Ketika masyarakat yang belum siap dihadapkan pada teknologi, perilaku mereka berubah. Arnold berpendapat, hal ini rentan karena masyarakat dapat diekploitasi oleh pihak-pihak yang memiliki kepentingan tertentu.
"Masyarakat yang terkikis modernisasi bisa melepas adat untuk kepentingan," katanya.
Untuk itu, ia menekankan pentingnya melestarikan masyarakat adat agar hutan juga tetap lestari. Ia tidak memungkiri ada sebagian pihak yang berpendapat masyarakat adat perlu diperkenalkan pada modernisasi.
Bila masyarakat adat tidak dijaga, ia khawatir kebudayaan dan kearifan lokal dalam menjaga hutan akan hilang. "Mereka sudah punya kearifan lokal, teknologi tradisional, memanfaatkan sumber daya hayati secara optimal."

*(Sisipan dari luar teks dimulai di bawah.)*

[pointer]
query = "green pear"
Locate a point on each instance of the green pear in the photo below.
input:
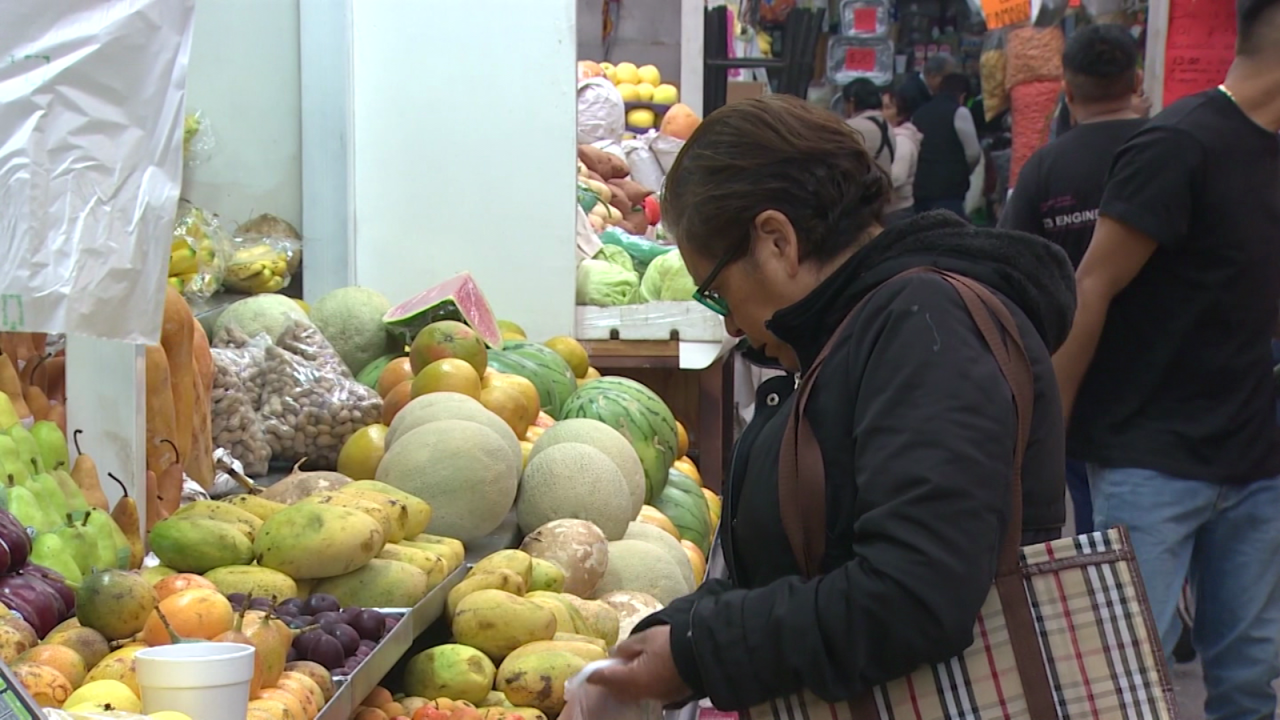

Pendidikan kepada masyarakat adat menurutnya adalah cara membekali masyarakat adat dengan pengetahuan.
"Supaya mereka bisa mengambil keputusan dengan tepat," katanya.
Pada kesempatan itu, ia juga mengapresiasi Butet Manurung, penulis buku "Sokola Rimba", yang mendedikasikan dirinya untuk mengajar suku Anak Dalam di Jambi.
"Butet memberi bekal bagaimana mereka agar tidak mudah terpengaruh," katanya.